What's strange is that the 71B batch was clear initially (in fact, IIRC, it was the first to clear) and then it seemed to develop a considerable haze later. Go figure.
 
What's strange is that the 71B batch was clear initially (in fact, IIRC, it was the first to clear) and then it seemed to develop a considerable haze later. Go figure.

Do you know the mineral analyticals for your water? Perhaps @Miraculix is correct in his association of haze with a deficiency of calcium in the water.
 
What's strange is that the 71B batch was clear initially (in fact, IIRC, it was the first to clear) and then it seemed to develop a considerable haze later. Go figure.

All I have to go on is the Ozark spring water analytics report posted online, which showed almost no calcium (maybe 5ppm or something like that, IIRC).
 
Very few meads clear without some kind of help.

Same with beer...

Which is why us homebrewers do vigorous boils, kettle fining, cold crashing, gelatin, etc...

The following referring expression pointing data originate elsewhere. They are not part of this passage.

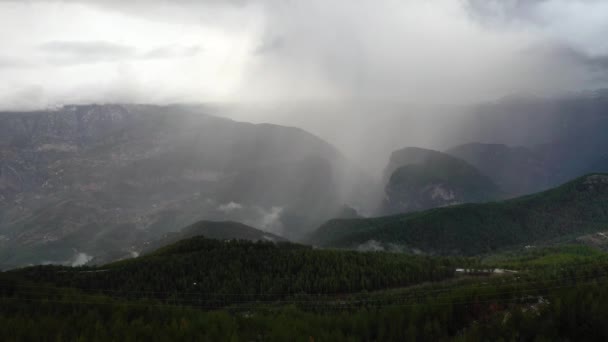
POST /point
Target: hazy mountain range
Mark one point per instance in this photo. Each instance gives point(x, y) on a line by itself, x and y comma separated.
point(87, 181)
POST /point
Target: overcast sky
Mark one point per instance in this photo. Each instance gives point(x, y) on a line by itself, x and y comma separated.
point(155, 51)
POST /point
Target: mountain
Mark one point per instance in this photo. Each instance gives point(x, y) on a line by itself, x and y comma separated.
point(516, 170)
point(218, 230)
point(423, 179)
point(80, 180)
point(570, 210)
point(557, 139)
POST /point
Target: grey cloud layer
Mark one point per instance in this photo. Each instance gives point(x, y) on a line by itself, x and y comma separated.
point(411, 50)
point(83, 52)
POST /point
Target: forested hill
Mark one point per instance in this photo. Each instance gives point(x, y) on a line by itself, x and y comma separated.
point(575, 208)
point(215, 270)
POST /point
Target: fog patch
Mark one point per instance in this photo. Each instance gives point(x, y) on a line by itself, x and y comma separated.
point(229, 207)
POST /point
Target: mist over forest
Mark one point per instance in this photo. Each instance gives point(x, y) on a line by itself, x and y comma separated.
point(303, 170)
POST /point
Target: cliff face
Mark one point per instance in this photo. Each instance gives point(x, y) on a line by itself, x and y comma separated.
point(423, 179)
point(86, 179)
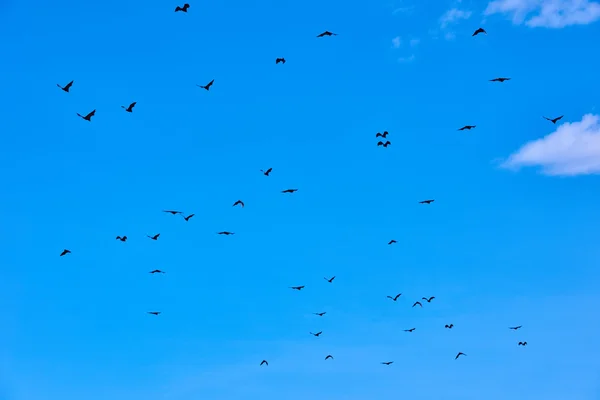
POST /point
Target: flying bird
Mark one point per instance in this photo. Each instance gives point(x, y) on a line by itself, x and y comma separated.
point(184, 8)
point(89, 116)
point(66, 87)
point(130, 108)
point(478, 31)
point(207, 86)
point(554, 120)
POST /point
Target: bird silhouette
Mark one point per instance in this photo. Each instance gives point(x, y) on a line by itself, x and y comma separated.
point(67, 87)
point(89, 116)
point(554, 120)
point(207, 86)
point(130, 107)
point(183, 9)
point(478, 31)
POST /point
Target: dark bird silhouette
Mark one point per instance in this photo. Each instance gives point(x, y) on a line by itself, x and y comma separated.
point(188, 217)
point(478, 31)
point(183, 9)
point(554, 120)
point(89, 116)
point(327, 33)
point(67, 87)
point(207, 86)
point(130, 108)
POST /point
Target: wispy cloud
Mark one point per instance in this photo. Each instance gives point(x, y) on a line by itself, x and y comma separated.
point(547, 13)
point(573, 149)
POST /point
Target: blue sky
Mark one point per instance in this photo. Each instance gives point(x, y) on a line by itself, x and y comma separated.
point(510, 239)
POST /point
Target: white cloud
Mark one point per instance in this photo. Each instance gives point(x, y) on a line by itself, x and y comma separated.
point(573, 149)
point(547, 13)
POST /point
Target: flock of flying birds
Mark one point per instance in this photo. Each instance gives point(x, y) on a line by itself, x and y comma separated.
point(267, 172)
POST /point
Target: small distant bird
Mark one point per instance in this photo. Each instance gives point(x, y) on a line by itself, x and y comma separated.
point(188, 217)
point(66, 87)
point(554, 120)
point(89, 116)
point(207, 86)
point(478, 31)
point(184, 8)
point(130, 108)
point(395, 297)
point(327, 33)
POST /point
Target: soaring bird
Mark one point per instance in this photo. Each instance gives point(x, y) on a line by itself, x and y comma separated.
point(66, 87)
point(130, 107)
point(327, 33)
point(207, 86)
point(395, 297)
point(554, 120)
point(478, 31)
point(89, 116)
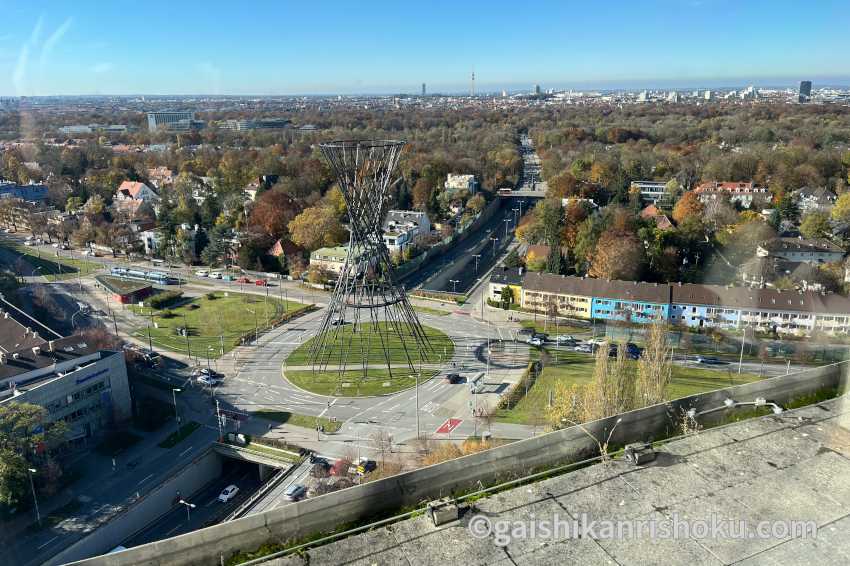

The techniques and additives are slightly different in the mead/wine world, but they're still well known. I don't understand the reluctance that many people have to using them...
 
Same with beer...

Which is why us homebrewers do vigorous boils, kettle fining, cold crashing, gelatin, etc...

The techniques and additives are slightly different in the mead/wine world, but they're still well known. I don't understand the reluctance that many people have to using them...

I'm not disagreeing, but what had been confusing to me is that I don't think I've seen even one mead recipe that called for adding clearing agents at any stage. Maybe the authors all just assume we're doing it? Many of them seem quite detailed about everything else, so it would be odd for them to omit it.
 
I know this because the substrate under most of florida is calcium carbonate, due to it being an ancient coral reef. All the spring water here contains some calcium, most of it contains a lot.
 
We use florida spring water so it's very high in calcium, and yes Tampa is just across the bay.

What's the name of it? Maybe we can look it up some water chemistry analytics for it in the spring water database that I linked to on the brand name thread.

Also, reiterating rph_guys question: which yeast strains?